Table of Contents Author Guidelines Submit a Manuscript
Case Reports in Infectious Diseases
Volume 2015, Article ID 793786, 4 pages
http://dx.doi.org/10.1155/2015/793786
Case Report

Severe Legionnaires’ Disease Complicated by Rhabdomyolysis and Clinically Resistant to Moxifloxacin in a Splenectomised Patient: Too Much of a Coincidence?

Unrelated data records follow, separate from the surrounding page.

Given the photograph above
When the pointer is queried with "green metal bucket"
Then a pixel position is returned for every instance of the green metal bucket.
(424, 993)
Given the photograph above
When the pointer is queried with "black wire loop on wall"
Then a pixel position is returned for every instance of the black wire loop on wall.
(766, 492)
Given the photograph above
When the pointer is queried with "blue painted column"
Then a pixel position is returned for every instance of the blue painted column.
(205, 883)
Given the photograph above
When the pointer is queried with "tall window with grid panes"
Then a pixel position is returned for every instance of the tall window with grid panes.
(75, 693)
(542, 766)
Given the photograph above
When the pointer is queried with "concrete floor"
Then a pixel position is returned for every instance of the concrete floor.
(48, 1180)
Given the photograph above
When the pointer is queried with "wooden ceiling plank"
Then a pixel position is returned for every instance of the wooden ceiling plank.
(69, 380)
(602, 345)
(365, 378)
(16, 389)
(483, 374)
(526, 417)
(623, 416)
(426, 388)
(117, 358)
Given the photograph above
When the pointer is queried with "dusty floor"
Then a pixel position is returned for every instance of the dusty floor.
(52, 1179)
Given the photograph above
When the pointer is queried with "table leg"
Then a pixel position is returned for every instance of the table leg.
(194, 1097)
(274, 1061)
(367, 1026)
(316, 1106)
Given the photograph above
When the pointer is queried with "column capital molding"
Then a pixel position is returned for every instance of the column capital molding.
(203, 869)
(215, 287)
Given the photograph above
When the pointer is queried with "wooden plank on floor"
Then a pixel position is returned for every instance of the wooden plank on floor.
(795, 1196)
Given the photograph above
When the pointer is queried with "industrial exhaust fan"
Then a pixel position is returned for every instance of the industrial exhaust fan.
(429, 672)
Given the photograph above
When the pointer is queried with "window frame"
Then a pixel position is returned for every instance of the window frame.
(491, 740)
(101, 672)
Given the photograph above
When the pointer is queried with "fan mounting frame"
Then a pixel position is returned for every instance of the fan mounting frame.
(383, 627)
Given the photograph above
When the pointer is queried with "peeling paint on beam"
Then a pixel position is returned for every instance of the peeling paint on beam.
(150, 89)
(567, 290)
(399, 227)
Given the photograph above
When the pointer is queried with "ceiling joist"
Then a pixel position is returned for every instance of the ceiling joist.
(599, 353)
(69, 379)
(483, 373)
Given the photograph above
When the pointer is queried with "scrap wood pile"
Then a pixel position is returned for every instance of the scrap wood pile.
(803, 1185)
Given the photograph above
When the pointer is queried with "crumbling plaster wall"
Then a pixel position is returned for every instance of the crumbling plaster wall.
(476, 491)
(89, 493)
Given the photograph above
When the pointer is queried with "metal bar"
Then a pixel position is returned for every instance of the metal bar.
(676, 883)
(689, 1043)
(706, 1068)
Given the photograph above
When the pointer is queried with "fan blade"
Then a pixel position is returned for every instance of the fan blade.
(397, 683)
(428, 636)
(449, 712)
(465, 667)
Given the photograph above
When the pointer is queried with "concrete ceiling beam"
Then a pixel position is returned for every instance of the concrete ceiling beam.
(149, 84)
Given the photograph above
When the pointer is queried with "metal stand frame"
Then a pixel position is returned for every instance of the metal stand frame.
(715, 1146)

1Department of Internal Medicine, General Hospital of Larissa, 1 Tsakalof Street, 41221 Larissa, Greece
2Department of Microbiology, General Hospital of Larissa, 41221 Larissa, Greece

Received 23 October 2015; Accepted 10 November 2015

Academic Editor: Gernot Walder

Copyright © 2015 Theocharis Koufakis et al. This is an open access article distributed under the Creative Commons Attribution License, which permits unrestricted use, distribution, and reproduction in any medium, provided the original work is properly cited.

Abstract

We here report a case of Legionnaires’ disease in a splenectomised patient, complicated by rhabdomyolysis and acute renal failure and characterized by a poor clinical response to moxifloxacin. Splenectomy is not included among the factors, typically associated with higher risk or mortality in patients with Legionellosis. However, our report is consistent with previous case reports describing severe Legionella infections in asplenic subjects. The possibility that functional or anatomic asplenia may be a factor predisposing to severe clinical course or poor response to therapy in patients with Legionella infection cannot be excluded, deserving further investigation in the future. More studies are required in order to clarify the underlying pathophysiological mechanisms that connect asplenia, immunological response to Legionella, and pathogen’s resistance to antibiotics.

1. Introduction

Legionellae were firstly identified in 1976, as the causative agent of a pneumonia outbreak among subjects attending an American Legion convention in Philadelphia. They are intracellular Gram-negative parasites that replicate within alveolar macrophages and can cause two different clinical syndromes: pneumonia accompanied by multisystemic disease (known as Legionnaires’ disease) and Pontiac fever, a viral-like, self-limited entity [1]. The organism has been isolated in natural aquatic habitats (freshwater streams and lakes, water reservoirs) and artificial sources (cooling towers, potable water distribution systems). Freshwater amoebae are believed to be the natural reservoir for Legionella [2]. Optimal growth temperature is 28–40°C, while organisms are inactive below 20°C and are murdered above 60°C.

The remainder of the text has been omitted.